At ContentMine we're doing something totally complementary to this. Some of the tools will overlap and we should be sharing what we're doing. For example, I've been working on a standardised declarative JSON-XPath scraper definition format and a subset of it for academic journal scraping. I've been building a library of ScraperJSON definitions for academic publisher sites, and I've converged on some formats that work for a majority of publishers with no modification (because they silently follow undocumented standards like the HighWire metadata). We've got a growing community of volunteers who will keep the definitions up to date for hundreds or thousands of journals. If you also use our scraper definitions for your metadata you'll get all the publishers for free.

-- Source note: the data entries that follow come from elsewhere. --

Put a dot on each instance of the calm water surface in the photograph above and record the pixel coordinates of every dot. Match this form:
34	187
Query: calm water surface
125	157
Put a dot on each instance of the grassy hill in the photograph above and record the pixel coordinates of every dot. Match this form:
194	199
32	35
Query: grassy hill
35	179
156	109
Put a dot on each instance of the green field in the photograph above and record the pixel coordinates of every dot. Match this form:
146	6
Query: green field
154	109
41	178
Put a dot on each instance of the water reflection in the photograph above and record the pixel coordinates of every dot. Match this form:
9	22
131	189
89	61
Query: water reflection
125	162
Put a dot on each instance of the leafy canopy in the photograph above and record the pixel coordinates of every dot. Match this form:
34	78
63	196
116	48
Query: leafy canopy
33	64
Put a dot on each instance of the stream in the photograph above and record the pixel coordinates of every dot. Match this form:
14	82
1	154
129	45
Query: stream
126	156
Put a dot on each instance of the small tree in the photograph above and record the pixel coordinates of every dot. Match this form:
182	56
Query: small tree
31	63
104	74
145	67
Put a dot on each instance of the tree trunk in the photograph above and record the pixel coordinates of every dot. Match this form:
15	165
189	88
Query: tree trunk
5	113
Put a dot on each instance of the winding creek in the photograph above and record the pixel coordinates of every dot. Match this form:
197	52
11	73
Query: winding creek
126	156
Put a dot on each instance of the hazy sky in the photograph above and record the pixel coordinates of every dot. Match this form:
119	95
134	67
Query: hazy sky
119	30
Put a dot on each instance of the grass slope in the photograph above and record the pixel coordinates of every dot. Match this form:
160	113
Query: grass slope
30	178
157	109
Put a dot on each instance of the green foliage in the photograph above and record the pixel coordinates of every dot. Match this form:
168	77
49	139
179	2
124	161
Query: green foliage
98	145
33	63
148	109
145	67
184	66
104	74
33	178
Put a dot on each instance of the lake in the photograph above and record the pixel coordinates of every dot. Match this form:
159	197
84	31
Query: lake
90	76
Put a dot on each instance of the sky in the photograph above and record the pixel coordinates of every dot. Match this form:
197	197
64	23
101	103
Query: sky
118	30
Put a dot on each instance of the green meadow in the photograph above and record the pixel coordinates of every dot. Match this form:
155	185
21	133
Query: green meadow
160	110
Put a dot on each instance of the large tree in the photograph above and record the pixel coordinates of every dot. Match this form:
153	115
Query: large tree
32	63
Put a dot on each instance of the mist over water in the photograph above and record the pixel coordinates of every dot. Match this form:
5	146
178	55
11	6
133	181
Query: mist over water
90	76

Our goal initially is to scrape the entire literature (we have TOCs for 23,000 journals) as it is published every day. We then use natural language and image processing tools to extract uncopyrightable facts from the full texts, and republish those facts in open streams. For example we can capture all phylogenetic trees, reverse engineer the newick format from images, and submit them to the Tree Of Life. Or we can find all new mentions of endangered species and submit updates to the IUCN Red List. There's a ton of other interesting stuff downstream (e.g. automatic fraud detection, data streams for any conceivable subject of interest in the scientific literature).
I have a question. Why are you saying you'll never do full texts? You could index all CC-BY and better full texts completely legally, and this would greatly expand the literature search power.
I realized you and your team (Peter et al.) have been working on a project in a similar space, and was hoping there would some beneficial overlap. It looks like there is! The ScraperJSON definitions for publishers sounds like exactly what Scholar Ninja needs. Let's chat soon :)
Thanks you for the quick description of ContentMine, the more awareness about this projects, the better. I've talked to Peter Murray-Rust on a few occasions and have to say that what you are doing with ContentMine is phenomenal and I wish you all the best. I hope you'll see that our projects are complimentary rather than competitive.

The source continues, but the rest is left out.